Pour ce cadre expérimenté, chaque décision de gestion devrait être précédée d’un examen rigoureux fondé sur cinq questions essentielles. Ces interrogations, affirme-t-il, constituent un véritable « socle de responsabilité et d’éthique publique ».

Cinq repères pour mieux décider

Patrick Ngulu propose que tout mandataire public s’interroge systématiquement sur les points suivants avant toute action :

  1. Conformité institutionnelle : l’acte envisagé est-il aligné sur les missions et objectifs de l’institution ?
  2. Cadre légal : que prévoit la législation nationale dans le domaine concerné ?
  3. Intérêt national : quel bénéfice concret la République Démocratique du Congo en retirera-t-elle ?
  4. Intérêt institutionnel : en quoi cette décision profite-t-elle à l’entreprise ou à l’établissement public ?
  5. Harmonisation stratégique : la mesure est-elle cohérente avec les orientations du Président de la République, du Gouvernement et du Conseil d’administration ?

Selon M. Ngulu,1 l’application systématique de ce canevas permettrait de garantir que chaque décision soit non1 seulement conforme aux lois et règlements, mais également porteuse de résultats tangibles.

“ En intégrant ce questionnement, le mandataire décideur réunit l’essentiel des préalables qui l’amèneront à agir dans la légalité et la régularité, tout en imprimant l’efficacité dans sa gestion ”, souligne-t-il.

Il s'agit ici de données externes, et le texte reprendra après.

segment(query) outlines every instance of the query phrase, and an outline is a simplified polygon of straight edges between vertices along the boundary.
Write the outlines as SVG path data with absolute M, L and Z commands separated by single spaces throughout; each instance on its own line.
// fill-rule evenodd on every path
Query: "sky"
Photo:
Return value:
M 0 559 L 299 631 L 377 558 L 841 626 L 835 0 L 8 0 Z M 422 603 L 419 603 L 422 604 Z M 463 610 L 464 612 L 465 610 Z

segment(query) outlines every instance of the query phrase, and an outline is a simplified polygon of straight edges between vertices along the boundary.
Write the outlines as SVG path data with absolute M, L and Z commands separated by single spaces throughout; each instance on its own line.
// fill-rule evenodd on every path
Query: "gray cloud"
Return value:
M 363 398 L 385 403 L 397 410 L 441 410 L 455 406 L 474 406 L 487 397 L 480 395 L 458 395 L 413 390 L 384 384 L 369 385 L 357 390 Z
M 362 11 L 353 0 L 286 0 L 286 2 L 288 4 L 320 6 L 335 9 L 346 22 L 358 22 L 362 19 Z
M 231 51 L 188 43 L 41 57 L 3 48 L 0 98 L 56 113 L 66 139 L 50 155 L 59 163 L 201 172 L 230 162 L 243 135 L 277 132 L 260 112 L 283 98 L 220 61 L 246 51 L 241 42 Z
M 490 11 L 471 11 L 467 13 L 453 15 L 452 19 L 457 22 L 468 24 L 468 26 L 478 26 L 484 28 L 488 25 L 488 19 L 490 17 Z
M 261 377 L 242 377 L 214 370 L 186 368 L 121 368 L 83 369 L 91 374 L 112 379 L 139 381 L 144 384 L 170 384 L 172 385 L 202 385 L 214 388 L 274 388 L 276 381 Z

Une démarche alignée sur la vision du Chef de l’État.

L’Administrateur Secrétaire Exécutif de l’ANEP précise que cette approche s’inscrit dans la vision du Président de la République, Félix-Antoine Tshisekedi Tshilombo, centrée sur la redevabilité, la transparence et la performance du secteur public.

En proposant ce cadre de réflexion, Patrick Ngulu espère contribuer à une culture de gestion publique plus responsable, où chaque décision est pesée, justifiée et orientée vers l’intérêt collectif.